Troubleshooting Azure Cloud Provider

Azure Load Balancer (ALB)

When Azure cloud provider is configured (kube-controller-manager --cloud-provider=azure --cloud-config=/etc/kubernetes/azure.json), Azure load balancer (ALB) will be created automatically for LoadBalancer typed Service. Please note that only Basic SKU ALB is supported now, which has some limitations compared to Standard ALB:

Load Balancer Basic Standard
Back-end pool size up to 100 up to 1,000
Back-end pool boundary Availability Set virtual network, region
Back-end pool design VMs in Availability Set, virtual machine scale set in Availability Set Any VM instance in the virtual network
HA Ports Not supported Available
Diagnostics Limited, public only Available
VIP Availability Not supported Available
Fast IP Mobility Not supported Available
Availability Zones scenarios Zonal only Zonal, Zone-redundant, Cross-zone load-balancing
Outbound SNAT algorithm On-demand Preallocated
Outbound SNAT front-end selection Not configurable, multiple candidates Optional configuration to reduce candidates
Network Security Group Optional on NIC/subnet Required

Public IP associated is Basic SKU, which has some limitations compared to Standard Public IP:

Public IP Basic Standard
Availability Zones scenarios Zonal only Zone-redundant (default), zonal (optional)
Fast IP Mobility Not supported Available
VIP Availability Not supported Available
Counters Not supported Available
Network Security Group Optional on NIC Required

When creating LoadBalancer Service, a set of annotations could be set to customize ALB:

Annotation Comments If set, create internal load balancer Set subnet for internal load balancer Determine how to select ALB based on availability sets. Candidate values are: 1)Not set or empty, use primaryAvailabilitySet set in /etc/kubernetes/azure.json; 2)auto, select ALB which has the minimum rules associated ; 3)as1,as2, specify a list of availability sets Set DNS label name If set, NSG will be shared with other services. This relies on Augmented Security Rules Specify the resource group of load balancer objects that are not in the same resource group as the cluster

Checking logs and events

ALB is managed by kube-controller-manager or cloud-controller-manager in kubernetes. So whenever there are problems with Azure cloud provider, their logs should be checked fist:

# kube-controller-manager
PODNAME=$(kubectl -n kube-system get pod -l component=kube-controller-manager -o jsonpath='{.items[0]}')
kubectl -n kube-system logs $PODNAME --tail 100

# cloud-controller-manager
PODNAME=$(kubectl -n kube-system get pod -l component=cloud-controller-manager -o jsonpath='{.items[0]}')
kubectl -n kube-system logs $PODNAME --tail 100

Resources events are also helpful, e.g. for Service

kubectl describe service <service-name>

LoadBalancer Service stuck in Pending

When checking a service by kubectl describe service <service-name>, there is no error events. But its externalIP status is stuck in <pending>. This indicates something wrong when provisioning ALB/PublicIP/NSG. In such case, kube-controller-manager logs should be checked.

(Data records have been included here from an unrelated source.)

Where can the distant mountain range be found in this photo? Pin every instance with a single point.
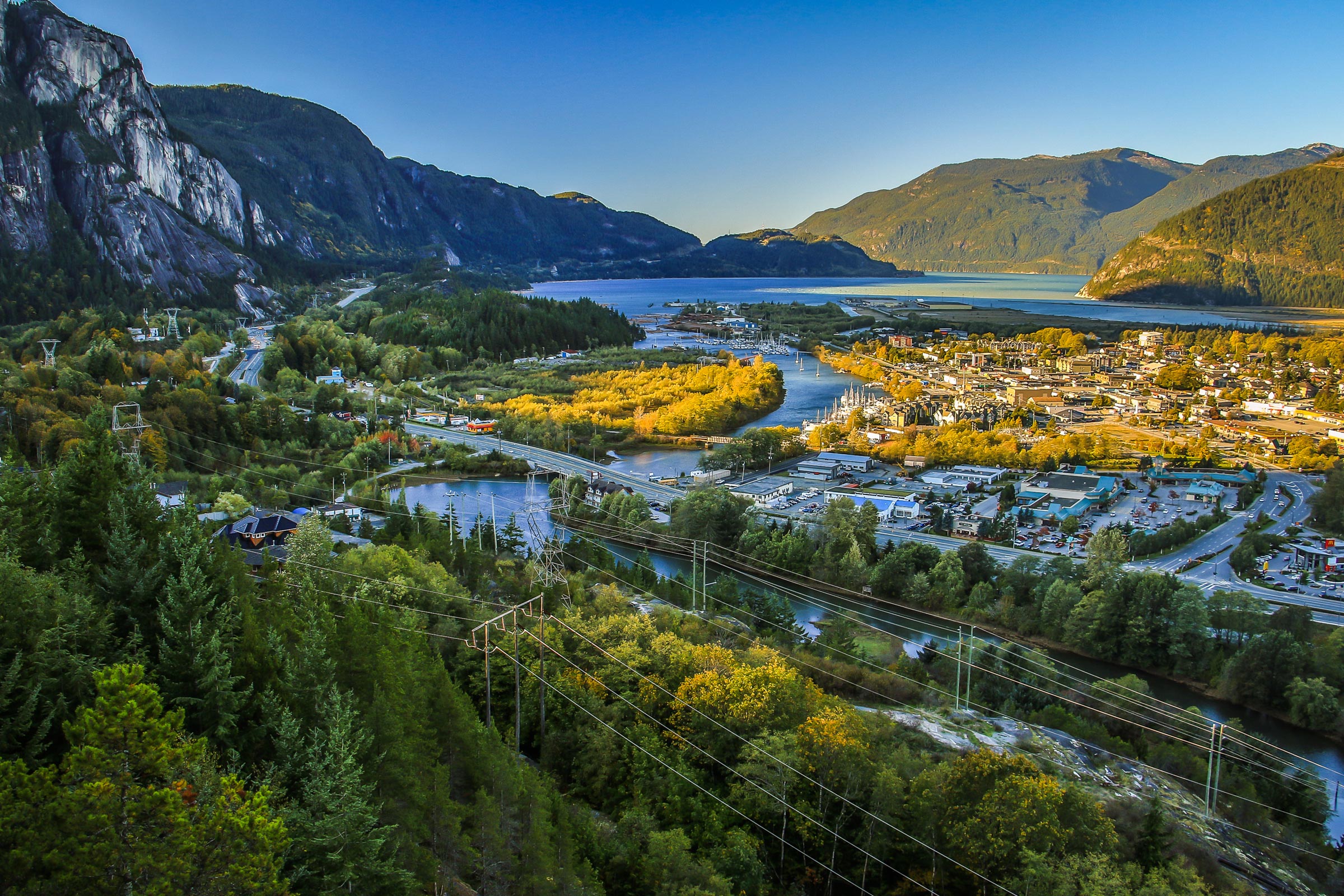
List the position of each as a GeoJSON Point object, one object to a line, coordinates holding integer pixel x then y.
{"type": "Point", "coordinates": [1275, 241]}
{"type": "Point", "coordinates": [333, 195]}
{"type": "Point", "coordinates": [763, 253]}
{"type": "Point", "coordinates": [112, 186]}
{"type": "Point", "coordinates": [206, 193]}
{"type": "Point", "coordinates": [1043, 214]}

An incomplete list of things that could go wrong include:

  • Authorization failed because of cloud-config misconfigured, e.g. clientId, clientSecret, tenantId, subscriptionId, resourceGroup. Fix the configuation in /etc/kubernetes/azure.json should solve the problem.
  • Client configured is not authorized to ALB/PublicIP/NSG. Add authorization in Azure portal or create a new one (az ad sp create-for-rbac --role="Contributor" --scopes="/subscriptions/<subscriptionID>/resourceGroups/<resourceGroupName>" and update /etc/kubernetes/azure.json on all nodes) should solve the problem
  • There is also a NSG issue in Kubernetes v1.8.X: Security rule must specify SourceAddressPrefixes, SourceAddressPrefix, or SourceApplicationSecurityGroups. To get rid of this issue, you could either upgrade cluster to v1.9.X/v1.10.X or replace SourceAddressPrefixes rule with multiple SourceAddressPrefix rules.

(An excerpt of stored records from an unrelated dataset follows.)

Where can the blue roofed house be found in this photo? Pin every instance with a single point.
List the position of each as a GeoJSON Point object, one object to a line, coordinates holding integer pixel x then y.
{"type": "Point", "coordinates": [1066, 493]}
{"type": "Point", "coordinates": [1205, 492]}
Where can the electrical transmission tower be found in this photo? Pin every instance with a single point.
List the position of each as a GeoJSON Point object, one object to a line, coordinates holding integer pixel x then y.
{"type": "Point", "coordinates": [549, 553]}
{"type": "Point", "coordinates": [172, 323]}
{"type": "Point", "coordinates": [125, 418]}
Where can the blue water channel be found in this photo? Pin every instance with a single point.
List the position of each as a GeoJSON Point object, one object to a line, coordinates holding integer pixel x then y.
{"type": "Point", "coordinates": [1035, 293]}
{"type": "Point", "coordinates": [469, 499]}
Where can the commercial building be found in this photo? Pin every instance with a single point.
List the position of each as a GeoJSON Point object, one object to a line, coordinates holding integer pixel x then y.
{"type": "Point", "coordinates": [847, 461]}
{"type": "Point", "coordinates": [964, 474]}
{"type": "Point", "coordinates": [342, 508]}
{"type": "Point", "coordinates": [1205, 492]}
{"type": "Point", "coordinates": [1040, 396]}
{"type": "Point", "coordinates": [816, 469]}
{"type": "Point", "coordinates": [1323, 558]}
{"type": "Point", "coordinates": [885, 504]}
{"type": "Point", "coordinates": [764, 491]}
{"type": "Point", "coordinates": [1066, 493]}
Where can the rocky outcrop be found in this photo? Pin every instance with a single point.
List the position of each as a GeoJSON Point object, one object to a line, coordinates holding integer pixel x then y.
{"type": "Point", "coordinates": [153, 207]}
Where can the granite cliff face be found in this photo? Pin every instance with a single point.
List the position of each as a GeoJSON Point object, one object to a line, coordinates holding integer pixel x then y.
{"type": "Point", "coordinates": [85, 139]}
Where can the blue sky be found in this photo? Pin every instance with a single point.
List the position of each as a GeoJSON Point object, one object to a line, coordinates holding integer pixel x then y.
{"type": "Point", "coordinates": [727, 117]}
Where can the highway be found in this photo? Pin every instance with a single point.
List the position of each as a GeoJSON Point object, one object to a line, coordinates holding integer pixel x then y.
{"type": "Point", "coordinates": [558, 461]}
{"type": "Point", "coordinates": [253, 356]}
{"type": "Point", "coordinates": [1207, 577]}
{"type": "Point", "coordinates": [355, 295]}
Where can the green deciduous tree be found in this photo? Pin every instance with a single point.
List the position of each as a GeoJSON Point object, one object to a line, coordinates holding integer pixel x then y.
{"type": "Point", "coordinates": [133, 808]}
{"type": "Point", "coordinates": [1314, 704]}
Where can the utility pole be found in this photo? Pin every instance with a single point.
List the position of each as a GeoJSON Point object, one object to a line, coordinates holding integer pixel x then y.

Service external IP is not accessible

Azure Cloud Provider creates a health probe for each Kubernetes services and only probe-successful backend VMs are added to Azure Load Balancer (ALB). If the external IP is not accessible, it's probably caused by health probing.

An incomplete list of such cases include:

  • Backend VMs in unhealthy (Solution: login the VM and check, or restart VM)
  • Containers are not listening on configured ports (Solution: correct container port configuration)
  • Firewall or network security groups block the port on ALB (Solution: add a new rule to expose the port)
  • If an ILB VIP is configured inside a VNet, and one of the participant backend VMs is trying to access the Internal Load Balancer VIP, that results in failure. This is an unsupported scenario. (Solution: use service's clusterIP instead)
  • Some or all containers are not responding any accesses. Note that only part of containers not responding could result in service not accessible, this is because
    • Azure probes service periodically by NodeIP:NodePort
    • Then, on the Node, kube-proxy load balances it to backend containers
    • And then, if it load balances the access to abnormal containers, then probe is failed and the Node VM may be removed from ALB traffic backends
    • Finally, ALB may think all backends are unhealthy
    • The solution is use Readiness Probles, which could ensure the unhealthy containers removed from service's endpoints

No target backends present for the internal load balancer (ILB)

This is a known bug (kubernetes#59746 kubernetes#60060 acs-engine#2151) in kubernetes v1.9.0-v1.9.3, which is caused by an error when matching ILB's AvaibilitySet.

The fix of this issue (kubernetes#59747 kubernetes#59083) will be included in v1.9.4+ and v1.10+.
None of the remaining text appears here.